ーー今作は、歌詞が一歩踏み込んだものになってきている気がしました。

三浦隆一(以下、三浦):多分、先行シングル『ビジョン』くらいから変化してきているかもしれないですね。この曲はタイアップ(アニメ『遊☆戯☆王ARC-V』のエンディングテーマ)だったから、お題をもらって曲を作るっていうのを初めてやったんです。そこで引き出しが一つ増えて、それでまた自分の歌いたいことに戻ってきたのは大きいと思います。あと、ライブ会場に来る男子が、なんだか僕にそっくりで。「イケてないんだろうな」って思う人が多かったんですよ(笑)。そういう子たちが聴いて、ちょっと奮起するような、メッセージ性のある歌詞を書こうという気持ちもあったと思います。

ーーほんと、僕自身も非常に刺さるところが多くて。三浦さんのパーソナルな部分がかなり反映されているのかなと思ったのですが。

三浦:今作には、ツアー中に書いていた歌詞と、ツアーがひと段落してから書いた歌詞が混在しているんです。ツアー中の曲は、外向きの歌詞というか、さっき言ったように会場にいるみんなに向けて書いている歌詞が多くて。ツアー後の歌詞は、自分の内面にどれだけ深く潜れるか? みたいな歌詞になっていきました。曲でいうと、「何者」「恋とは贅沢品」「通行人『R』」「罪と罰」あたりですね。

ーーその辺りは非常にシリアスな内容ですよね。

三浦:あ、確かに。今回、言葉選びはすごく考えたんですよ。
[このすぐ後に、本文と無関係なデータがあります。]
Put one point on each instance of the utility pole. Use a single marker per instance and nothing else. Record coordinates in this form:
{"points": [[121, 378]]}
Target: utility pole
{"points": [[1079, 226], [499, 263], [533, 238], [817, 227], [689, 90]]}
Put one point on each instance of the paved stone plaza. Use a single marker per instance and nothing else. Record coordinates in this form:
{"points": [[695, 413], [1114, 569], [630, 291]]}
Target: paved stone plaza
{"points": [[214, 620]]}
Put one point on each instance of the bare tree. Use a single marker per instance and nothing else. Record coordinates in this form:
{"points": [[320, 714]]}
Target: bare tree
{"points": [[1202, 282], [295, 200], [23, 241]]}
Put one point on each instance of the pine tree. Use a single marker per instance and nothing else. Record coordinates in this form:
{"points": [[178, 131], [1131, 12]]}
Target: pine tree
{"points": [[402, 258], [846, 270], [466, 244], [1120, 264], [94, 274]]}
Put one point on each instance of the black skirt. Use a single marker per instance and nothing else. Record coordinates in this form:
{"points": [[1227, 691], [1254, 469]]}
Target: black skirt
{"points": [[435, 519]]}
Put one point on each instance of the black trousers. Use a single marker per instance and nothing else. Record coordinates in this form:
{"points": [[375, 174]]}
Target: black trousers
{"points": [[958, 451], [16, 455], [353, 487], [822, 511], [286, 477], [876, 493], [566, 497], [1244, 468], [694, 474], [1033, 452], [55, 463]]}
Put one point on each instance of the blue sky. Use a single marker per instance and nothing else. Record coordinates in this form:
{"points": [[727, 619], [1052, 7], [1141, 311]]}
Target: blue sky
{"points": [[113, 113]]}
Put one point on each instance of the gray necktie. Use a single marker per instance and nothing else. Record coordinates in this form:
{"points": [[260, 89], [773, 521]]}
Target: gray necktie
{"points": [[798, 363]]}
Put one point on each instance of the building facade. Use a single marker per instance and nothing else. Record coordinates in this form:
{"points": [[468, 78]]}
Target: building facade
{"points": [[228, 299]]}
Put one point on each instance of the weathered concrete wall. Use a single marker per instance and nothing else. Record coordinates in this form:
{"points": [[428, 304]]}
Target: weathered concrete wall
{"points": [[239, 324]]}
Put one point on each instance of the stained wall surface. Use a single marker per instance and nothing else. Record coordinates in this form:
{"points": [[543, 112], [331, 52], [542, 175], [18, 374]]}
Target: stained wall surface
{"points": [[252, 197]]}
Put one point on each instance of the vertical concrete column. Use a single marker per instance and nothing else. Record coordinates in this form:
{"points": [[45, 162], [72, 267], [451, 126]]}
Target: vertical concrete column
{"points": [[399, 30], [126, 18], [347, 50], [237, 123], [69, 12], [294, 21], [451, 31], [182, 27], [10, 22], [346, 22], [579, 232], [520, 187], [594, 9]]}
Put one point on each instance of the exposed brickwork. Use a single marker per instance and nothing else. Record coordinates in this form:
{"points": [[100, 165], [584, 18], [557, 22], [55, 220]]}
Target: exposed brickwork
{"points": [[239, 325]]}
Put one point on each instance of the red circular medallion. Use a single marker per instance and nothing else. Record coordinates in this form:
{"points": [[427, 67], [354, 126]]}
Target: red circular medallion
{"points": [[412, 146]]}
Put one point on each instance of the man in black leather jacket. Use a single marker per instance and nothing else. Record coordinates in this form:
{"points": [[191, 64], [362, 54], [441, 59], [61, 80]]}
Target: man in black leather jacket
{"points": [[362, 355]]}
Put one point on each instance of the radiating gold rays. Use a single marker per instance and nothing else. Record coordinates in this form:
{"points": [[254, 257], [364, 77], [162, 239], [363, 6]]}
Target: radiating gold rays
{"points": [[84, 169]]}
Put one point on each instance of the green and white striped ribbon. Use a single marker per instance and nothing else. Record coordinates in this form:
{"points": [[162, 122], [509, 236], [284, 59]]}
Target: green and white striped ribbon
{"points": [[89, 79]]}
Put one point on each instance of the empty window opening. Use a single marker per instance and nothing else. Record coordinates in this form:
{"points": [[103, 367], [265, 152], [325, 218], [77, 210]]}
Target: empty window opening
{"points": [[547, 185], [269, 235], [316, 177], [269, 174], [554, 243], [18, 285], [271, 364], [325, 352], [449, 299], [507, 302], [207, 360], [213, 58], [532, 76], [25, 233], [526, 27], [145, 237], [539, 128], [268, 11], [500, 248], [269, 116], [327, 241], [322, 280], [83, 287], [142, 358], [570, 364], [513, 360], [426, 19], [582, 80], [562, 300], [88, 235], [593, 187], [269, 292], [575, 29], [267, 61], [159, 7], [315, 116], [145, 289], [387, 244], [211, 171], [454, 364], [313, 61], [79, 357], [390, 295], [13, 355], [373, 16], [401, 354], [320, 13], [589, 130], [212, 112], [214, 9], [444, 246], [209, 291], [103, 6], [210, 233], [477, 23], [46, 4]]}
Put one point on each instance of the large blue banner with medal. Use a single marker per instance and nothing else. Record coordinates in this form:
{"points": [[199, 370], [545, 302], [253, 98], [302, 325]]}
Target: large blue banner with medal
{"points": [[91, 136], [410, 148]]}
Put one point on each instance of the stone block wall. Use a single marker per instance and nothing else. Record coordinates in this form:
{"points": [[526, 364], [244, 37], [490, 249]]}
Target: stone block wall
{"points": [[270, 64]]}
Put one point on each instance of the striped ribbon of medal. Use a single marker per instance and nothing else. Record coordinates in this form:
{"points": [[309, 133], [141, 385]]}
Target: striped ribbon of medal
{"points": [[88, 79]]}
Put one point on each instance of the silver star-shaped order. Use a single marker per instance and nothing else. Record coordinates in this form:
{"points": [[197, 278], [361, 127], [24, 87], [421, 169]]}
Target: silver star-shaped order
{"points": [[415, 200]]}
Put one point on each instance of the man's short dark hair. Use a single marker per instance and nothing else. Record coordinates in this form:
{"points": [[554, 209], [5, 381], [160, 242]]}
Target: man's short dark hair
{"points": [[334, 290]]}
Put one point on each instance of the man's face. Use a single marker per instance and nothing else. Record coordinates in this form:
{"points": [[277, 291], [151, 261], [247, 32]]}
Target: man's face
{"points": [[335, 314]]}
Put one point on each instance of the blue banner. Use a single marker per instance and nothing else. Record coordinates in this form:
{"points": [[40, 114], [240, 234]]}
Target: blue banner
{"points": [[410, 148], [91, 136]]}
前は「こうして、こうして、〜」みたいな流れを歌詞で説明していることが多かったんですけど、今回は曲の中にキーワードをトン、トン、トンって置いていって、その隙間を埋めるのは聴く人次第っていう風にしたんです。それを効果的にするためには、キーワードとなる言葉の力が強くなければ成り立たない。そこはかなり意識したので、それがシリアスさに繋がっているのかもしれません。

ーー最後、〈助けて〉っていう歌詞でアルバムが終わるんですよね。

三浦:はい。「助けて」って、いつも思っていますね(笑)。この「罪と罰」を作ったのは、レコーディングの最後の方で。去年はライブをメチャメチャ頑張ったんですけど、そのせいで声が出なくなった時期があったんですよ。特に野音の時がひどかった。バンドにとって、一番大事な時期に声が出なくなるなんて……。「こんなに頑張ったのに、神様この扱いはひどいじゃないか!」って思っていました。僕、悪いことがあるといつも「バチが当たったんだ」って思うんですよ。

ーー子供の頃から?

三浦:そう。「この扱いは、一体なんの罰なんだろう?」って。でも思い浮かばないから、これはもう、生まれてきたこと自体が罪なのかも……とか。

佐々木直也(以下、佐々木):うわ、ヤバ!  

ーー太宰治じゃないですか(笑)。でも、歌詞にすることで、ちょっと落ち着くってことはあります?

三浦:あります。歌詞にして歌うことで、その感情を「手放す」ことができるので。かなり音楽には助けられていますね。

ーーこの歌詞は、SNSのことを歌ってもいるのかなと思ったんです。〈過ちの先 報い受ける仕組みの中 四六時中見られ〉〈許されない罪 許されない過去 許されない現在(いま)許されない未来〉って、今、誰かが失言しないか、叩く機会を虎視眈々と狙っているTwitterみたいじゃないですか。

三浦:あ、そういう見方があるのか。いや、完全にこれは神様と僕のことで。ずっと(神様に)監視されているみたいな。悪いことしたら、バチが当たるよ?みたいな。そういう意識で僕は生活しているので……。SNSと言われたのは初めてだな。でも面白いですね。いただきます、それ(笑)。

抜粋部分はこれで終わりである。